Adams has since supported other state laws aimed at curbing the opioid epidemic, including a bill that increased access to the overdose antidote naloxone, and another that restricts the amount of opioid medication a prescriber may give to adult patients who have not previously taken opioids and to children.

Still, Meyerson says expectations about what Adams might do in Washington have to be tempered by political reality. Even in Indiana, the laws he helped pass haven’t been as comprehensive as she and other public health workers would have liked. The original syringe exchange law “was an administrative nightmare,” she says. It has since been updated by Indiana Gov. Eric Holcomb, making it easier for counties to start exchanges.

Funding also remains an issue. Indiana ranks 49th in the country in public health spending. “So all of these counties who have tried to move forward for syringe access are doing so with both hand tied behind their backs, because they do not have the resources to make this happen,” Meyerson says.

If confirmed by the Senate, Adams would be the second health official from Pence’s home state to join the Trump administration. Seema Verma, who helped shape Indiana’s Medicaid expansion, now heads the Centers for Medicare and Medicaid Services.

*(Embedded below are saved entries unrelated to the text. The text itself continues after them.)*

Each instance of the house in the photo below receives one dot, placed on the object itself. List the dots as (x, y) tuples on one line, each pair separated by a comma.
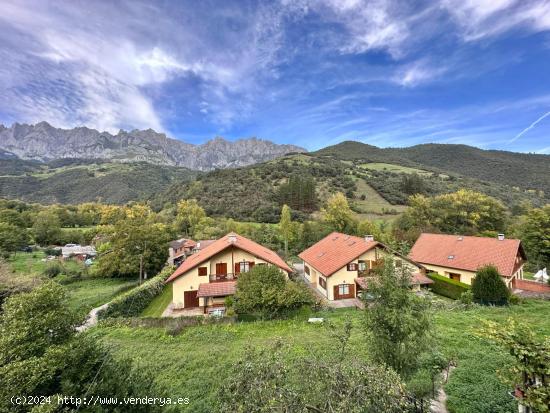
[(340, 266), (206, 277), (180, 249), (80, 252), (459, 257)]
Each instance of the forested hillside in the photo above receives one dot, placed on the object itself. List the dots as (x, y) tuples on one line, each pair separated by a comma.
[(77, 181), (528, 171)]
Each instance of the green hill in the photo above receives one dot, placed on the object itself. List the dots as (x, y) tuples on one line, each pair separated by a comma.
[(76, 181), (527, 171)]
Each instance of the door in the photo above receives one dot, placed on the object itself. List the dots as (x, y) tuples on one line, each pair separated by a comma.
[(342, 291), (190, 299), (221, 268)]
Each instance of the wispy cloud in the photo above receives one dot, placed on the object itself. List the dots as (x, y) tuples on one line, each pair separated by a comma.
[(531, 126)]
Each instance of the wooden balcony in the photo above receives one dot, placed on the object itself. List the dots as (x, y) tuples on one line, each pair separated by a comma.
[(223, 277)]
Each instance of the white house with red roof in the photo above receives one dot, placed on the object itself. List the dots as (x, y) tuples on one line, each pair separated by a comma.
[(205, 278), (459, 257), (340, 265)]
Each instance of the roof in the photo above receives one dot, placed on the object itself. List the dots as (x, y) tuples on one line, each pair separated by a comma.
[(335, 251), (230, 240), (467, 253), (182, 242), (420, 279), (219, 289)]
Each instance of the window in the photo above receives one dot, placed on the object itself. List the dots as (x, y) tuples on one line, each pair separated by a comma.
[(352, 266), (244, 266), (343, 289)]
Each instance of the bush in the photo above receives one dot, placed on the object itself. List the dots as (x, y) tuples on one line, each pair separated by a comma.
[(446, 287), (265, 291), (53, 269), (133, 302), (488, 287)]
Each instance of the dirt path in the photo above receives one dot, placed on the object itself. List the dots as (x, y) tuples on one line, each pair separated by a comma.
[(91, 320)]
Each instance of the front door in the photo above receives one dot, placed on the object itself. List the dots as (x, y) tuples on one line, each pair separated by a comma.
[(221, 268), (190, 299)]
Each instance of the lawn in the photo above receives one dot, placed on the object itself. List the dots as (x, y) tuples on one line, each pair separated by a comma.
[(87, 293), (159, 303), (194, 363)]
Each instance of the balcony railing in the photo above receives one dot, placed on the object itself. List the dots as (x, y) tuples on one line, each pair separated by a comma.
[(223, 277)]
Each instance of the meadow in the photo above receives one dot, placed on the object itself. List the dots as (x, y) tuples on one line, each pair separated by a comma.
[(195, 363)]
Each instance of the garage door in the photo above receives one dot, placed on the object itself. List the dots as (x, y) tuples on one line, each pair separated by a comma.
[(190, 299)]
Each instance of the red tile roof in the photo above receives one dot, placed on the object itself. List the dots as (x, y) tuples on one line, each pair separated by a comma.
[(219, 289), (230, 240), (419, 278), (467, 253), (335, 251)]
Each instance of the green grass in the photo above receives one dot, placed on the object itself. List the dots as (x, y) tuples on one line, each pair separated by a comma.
[(159, 303), (87, 293), (195, 363)]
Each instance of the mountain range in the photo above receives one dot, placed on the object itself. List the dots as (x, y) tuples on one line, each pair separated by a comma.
[(43, 142)]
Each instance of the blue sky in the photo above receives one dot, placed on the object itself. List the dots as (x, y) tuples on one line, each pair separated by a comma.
[(311, 73)]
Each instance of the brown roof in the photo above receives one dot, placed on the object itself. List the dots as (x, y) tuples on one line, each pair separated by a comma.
[(219, 289), (335, 251), (221, 244), (419, 278), (467, 253)]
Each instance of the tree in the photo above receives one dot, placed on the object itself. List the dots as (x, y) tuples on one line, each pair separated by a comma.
[(41, 354), (264, 380), (529, 373), (398, 323), (189, 214), (535, 236), (285, 226), (464, 212), (47, 228), (488, 287), (12, 238), (136, 245), (337, 212), (264, 290)]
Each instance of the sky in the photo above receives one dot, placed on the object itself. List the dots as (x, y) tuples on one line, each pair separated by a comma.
[(307, 72)]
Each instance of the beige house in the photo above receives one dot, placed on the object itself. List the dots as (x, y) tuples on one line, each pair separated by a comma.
[(205, 278), (459, 257), (339, 266)]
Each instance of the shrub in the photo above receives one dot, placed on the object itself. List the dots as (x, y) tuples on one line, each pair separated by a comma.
[(53, 269), (446, 287), (265, 291), (488, 287), (133, 302)]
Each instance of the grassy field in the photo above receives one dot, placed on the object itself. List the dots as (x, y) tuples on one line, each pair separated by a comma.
[(194, 363), (374, 206), (378, 166), (159, 303), (84, 293)]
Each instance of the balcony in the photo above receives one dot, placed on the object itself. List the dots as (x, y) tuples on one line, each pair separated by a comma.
[(223, 277)]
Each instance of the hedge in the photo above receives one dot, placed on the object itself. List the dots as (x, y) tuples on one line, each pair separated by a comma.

This past March, this physician – head of the Indiana Health Dept – made a presentation to a meeting of the Indiana Pharmacist Alliance.  I came away impressed by the common sense of this young – at least to me – doctor.

I was not sitting far from where he was standing and had the opportunity to ask some pointed questions about content of his presentation…  after about the second question.. he turned to the audience and said ” he is actually NOT A PLANT” and then turn to me and said that “maybe I should take you with me to presentations”… at that time .. I extended my hand with my BUSINESS CARD… which he walked over to me and accepted and put in his coat pocket  🙂

According to this article he was first opposed to the clean needle program in Scott Co Indiana but upon realizing the alternatives, was able to make a intellectual change of mind.

That was two years ago and according to recent local news reports, there is a measurable change in Scott Co and the number of substance abusers.